– Myślę, że w pewnym momencie Wałęsa się z tego wyrwał. Nie wiadomo jednak, na ile stał się suwerenny – mówił na antenie Radia Gdańsk Jarosław Sellin.
Wiceminister kultury z Prawa i Sprawiedliwości był gościem Rozmowy Kontrolowanej. Wywiad przeprowadziła Agnieszka Michajłow.
HISTORIA DO NAPISANIA NA NOWO
Jarosław Sellin zaznaczał, że nowe fakty poznane podczas upublicznienia dokumentów Lecha Wałęsy, mogą być powodem do napisania historii na nowo – Zresztą ona jest już napisana przez funkcjonariuszy SB, tylko my jej wcześniej nie znaliśmy – wyjaśniał.
Wyrażał też wątpliwości co do suwerenności Lecha Wałęsy. – To nie jest tak, że współpraca z SB nie miała wpływu na decyzje Lecha Wałęsy. Możemy dowiedzieć się, czym był podyktowane jego wybory podejmowane już w III RP. Uważam, że w pewnym momencie wyrwał się ze współpracy prowadzonej w latach 70. Wiedział jednak, że materiały na niego były, więc pełnej suwerenności mogło nie być. Mógł myśleć, że jeśli się zagalopuje, to druga strona będzie mogła go zniszczyć – tłumaczył wiceminister kultury.
„DOBRZE WALCZYŁ Z KOMUNĄ”
Sellin zaznaczał jednak, że rewelacje prezentowane przez IPN nie dyskredytują Wałęsy w całości. – To rzutuje na jego historię, ale jego miejsce w niej jest niezaprzeczalne. Dlatego trzeba napisać ją na nowo. Niezależnie jak będziemy rozpatrywać jego decyzje, uważam, że w latach 80. Lech Wałęsa dobrze poprowadził walkę Solidarności z komuną.
CO Z LOTNISKIEM I ECS?
Agnieszka Michajłow zapytała Jarosława Sellina o możliwe zmiany w związku z ujawnieniem dokumentów dotyczących TW „Bolka” – Jeśli chodzi o nagrodę Nobla, to wolałbym nic nie zmieniać, powinniśmy traktować ją jako nagrodę dla całej Solidarności. Mamy prawo być z tego ruchu dumni. Co do nazwy lotniska im. Lecha Wałęsy, to proponuję poczekać. Jego miejsce w historii jest oczywiste, potrzebujemy czasu, żeby uznać jakie to miejsce jest. Teraz powinni zająć się tym historycy – mówił.

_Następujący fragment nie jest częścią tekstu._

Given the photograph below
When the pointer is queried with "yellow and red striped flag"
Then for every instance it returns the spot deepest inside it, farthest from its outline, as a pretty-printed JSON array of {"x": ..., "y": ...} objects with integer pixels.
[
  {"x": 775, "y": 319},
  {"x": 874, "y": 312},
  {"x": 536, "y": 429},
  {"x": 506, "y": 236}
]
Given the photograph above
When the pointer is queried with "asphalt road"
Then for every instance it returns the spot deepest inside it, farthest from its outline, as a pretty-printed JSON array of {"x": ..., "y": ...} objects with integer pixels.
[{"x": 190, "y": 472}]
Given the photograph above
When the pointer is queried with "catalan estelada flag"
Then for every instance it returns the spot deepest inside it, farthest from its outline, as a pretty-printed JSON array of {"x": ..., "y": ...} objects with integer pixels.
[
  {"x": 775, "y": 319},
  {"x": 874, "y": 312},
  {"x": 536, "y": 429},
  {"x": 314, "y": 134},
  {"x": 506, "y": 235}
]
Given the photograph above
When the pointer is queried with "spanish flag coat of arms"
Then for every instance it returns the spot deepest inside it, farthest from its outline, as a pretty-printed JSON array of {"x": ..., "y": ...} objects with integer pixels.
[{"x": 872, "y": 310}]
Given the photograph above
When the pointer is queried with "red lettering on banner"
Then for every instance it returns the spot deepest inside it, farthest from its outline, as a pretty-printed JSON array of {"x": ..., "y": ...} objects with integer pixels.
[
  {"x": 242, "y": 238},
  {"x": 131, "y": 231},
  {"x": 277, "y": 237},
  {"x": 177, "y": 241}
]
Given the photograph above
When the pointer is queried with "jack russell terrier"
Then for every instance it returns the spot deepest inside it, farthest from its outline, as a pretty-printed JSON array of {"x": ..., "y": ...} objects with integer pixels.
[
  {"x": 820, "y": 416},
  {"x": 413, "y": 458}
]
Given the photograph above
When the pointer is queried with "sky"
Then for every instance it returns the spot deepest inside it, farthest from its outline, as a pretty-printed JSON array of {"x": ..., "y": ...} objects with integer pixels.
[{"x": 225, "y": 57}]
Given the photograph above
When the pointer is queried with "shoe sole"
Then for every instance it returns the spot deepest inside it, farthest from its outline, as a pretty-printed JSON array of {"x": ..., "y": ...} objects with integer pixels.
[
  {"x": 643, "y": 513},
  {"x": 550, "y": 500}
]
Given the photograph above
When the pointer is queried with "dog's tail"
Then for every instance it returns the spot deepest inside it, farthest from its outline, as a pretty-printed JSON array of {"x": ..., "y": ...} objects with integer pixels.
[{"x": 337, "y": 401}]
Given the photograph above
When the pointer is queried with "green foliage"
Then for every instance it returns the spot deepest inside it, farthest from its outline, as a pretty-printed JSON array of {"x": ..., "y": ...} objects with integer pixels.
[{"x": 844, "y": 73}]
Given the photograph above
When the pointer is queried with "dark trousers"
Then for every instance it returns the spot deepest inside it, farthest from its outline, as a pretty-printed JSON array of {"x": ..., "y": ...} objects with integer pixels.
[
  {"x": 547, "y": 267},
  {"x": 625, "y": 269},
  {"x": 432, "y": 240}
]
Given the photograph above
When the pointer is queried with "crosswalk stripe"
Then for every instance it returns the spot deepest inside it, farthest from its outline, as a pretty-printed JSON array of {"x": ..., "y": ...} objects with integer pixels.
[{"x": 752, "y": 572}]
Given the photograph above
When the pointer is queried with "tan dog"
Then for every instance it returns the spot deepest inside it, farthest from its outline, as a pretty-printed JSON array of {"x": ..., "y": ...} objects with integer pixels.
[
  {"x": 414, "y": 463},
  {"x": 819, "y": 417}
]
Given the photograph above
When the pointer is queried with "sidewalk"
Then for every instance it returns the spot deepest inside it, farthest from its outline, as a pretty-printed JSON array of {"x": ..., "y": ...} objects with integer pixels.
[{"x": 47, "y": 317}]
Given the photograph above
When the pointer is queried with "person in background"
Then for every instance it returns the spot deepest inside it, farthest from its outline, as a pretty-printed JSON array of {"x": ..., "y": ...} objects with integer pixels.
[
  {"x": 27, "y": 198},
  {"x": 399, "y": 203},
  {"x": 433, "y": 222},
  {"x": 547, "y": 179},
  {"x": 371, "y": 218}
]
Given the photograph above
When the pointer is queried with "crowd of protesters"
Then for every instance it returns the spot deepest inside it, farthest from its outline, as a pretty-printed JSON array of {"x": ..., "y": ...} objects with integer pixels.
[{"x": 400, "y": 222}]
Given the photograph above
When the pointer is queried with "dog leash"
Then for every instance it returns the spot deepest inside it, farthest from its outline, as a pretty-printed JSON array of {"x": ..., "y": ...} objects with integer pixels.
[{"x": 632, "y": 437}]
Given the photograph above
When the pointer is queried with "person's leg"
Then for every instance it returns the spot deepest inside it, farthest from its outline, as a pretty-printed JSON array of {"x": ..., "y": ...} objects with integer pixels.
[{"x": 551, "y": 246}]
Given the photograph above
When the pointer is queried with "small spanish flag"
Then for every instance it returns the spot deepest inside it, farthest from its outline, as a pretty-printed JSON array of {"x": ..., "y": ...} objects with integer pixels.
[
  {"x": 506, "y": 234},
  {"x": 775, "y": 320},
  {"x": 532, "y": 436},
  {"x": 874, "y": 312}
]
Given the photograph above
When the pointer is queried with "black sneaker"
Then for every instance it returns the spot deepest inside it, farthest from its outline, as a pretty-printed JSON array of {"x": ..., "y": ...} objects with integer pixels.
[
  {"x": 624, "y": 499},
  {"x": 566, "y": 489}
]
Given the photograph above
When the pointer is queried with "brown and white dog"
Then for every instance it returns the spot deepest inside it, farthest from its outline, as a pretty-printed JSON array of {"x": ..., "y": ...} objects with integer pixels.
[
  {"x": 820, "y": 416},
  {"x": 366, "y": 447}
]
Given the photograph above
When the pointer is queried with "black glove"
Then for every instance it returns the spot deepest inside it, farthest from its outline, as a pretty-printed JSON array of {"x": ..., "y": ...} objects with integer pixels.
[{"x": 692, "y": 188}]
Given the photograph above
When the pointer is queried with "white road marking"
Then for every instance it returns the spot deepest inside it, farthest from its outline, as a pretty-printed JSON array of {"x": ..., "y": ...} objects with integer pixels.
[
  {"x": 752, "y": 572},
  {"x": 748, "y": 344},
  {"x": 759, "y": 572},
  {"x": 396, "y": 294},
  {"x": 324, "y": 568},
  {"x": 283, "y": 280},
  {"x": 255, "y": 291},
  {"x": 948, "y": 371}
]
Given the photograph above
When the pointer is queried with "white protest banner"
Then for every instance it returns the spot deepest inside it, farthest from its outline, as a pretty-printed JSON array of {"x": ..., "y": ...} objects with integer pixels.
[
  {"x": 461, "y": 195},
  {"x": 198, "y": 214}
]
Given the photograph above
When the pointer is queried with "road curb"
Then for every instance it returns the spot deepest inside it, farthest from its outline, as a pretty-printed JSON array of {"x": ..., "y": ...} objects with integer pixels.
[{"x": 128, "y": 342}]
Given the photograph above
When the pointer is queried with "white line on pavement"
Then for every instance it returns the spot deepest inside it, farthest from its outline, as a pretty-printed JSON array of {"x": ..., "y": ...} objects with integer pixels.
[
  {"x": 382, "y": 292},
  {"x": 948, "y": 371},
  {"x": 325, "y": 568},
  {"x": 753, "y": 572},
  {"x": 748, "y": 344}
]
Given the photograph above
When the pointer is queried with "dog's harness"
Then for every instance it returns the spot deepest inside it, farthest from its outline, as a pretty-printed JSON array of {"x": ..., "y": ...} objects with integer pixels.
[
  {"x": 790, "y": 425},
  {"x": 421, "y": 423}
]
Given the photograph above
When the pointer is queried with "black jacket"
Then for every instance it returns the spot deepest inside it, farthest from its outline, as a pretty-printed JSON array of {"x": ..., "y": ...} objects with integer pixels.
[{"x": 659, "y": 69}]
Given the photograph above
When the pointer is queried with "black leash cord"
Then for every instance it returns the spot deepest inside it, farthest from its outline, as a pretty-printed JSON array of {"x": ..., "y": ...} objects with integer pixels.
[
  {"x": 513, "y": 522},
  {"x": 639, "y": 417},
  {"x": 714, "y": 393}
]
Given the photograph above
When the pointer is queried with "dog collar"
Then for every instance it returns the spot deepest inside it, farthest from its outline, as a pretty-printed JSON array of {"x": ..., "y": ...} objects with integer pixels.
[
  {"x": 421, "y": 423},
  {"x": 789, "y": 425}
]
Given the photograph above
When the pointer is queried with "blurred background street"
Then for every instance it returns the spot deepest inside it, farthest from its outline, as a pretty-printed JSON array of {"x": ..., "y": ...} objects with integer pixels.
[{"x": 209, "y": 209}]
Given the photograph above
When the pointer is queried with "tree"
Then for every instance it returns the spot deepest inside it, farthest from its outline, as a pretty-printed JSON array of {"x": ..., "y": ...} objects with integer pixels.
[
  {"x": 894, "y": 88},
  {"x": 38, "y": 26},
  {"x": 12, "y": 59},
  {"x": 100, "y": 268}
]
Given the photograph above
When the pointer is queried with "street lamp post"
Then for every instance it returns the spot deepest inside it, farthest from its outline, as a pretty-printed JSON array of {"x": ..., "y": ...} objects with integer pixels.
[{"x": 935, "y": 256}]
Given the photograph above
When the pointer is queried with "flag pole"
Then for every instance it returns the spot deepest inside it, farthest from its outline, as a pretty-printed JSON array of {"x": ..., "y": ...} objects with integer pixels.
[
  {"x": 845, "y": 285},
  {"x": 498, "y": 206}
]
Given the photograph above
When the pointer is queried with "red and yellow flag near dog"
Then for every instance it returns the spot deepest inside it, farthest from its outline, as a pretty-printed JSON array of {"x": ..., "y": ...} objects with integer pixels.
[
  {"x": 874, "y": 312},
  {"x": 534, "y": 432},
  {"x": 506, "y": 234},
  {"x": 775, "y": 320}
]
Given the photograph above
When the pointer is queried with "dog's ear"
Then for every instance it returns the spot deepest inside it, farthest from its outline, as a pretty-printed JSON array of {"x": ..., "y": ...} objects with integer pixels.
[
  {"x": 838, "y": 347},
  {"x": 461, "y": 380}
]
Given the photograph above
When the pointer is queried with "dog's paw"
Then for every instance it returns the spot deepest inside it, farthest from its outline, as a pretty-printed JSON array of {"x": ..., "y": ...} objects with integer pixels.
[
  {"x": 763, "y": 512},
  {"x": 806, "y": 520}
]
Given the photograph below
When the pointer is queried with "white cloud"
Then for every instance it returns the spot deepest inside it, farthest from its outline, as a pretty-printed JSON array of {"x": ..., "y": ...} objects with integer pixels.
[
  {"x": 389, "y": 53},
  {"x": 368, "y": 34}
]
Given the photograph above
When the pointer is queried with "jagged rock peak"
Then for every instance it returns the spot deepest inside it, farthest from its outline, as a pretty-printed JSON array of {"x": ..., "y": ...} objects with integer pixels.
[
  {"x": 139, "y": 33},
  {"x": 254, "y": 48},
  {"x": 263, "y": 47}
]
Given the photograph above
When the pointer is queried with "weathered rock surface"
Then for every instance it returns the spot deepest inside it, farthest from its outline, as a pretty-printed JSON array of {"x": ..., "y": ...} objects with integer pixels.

Zwrócił się również z wątpliwościami co do Europejskiego Centrum Solidarności. – Od jakiegoś czasu pytam dlaczego ta instytucja tak funkcjonuje, że część członków Solidarności nie utożsamia się z tym miejscem. Nie wszyscy dobrze się tam czują, część uroczystości jest organizowana w sali BHP zamiast w nowym budynku. To powinno być miejsce dla wszystkich bohaterów Solidarności.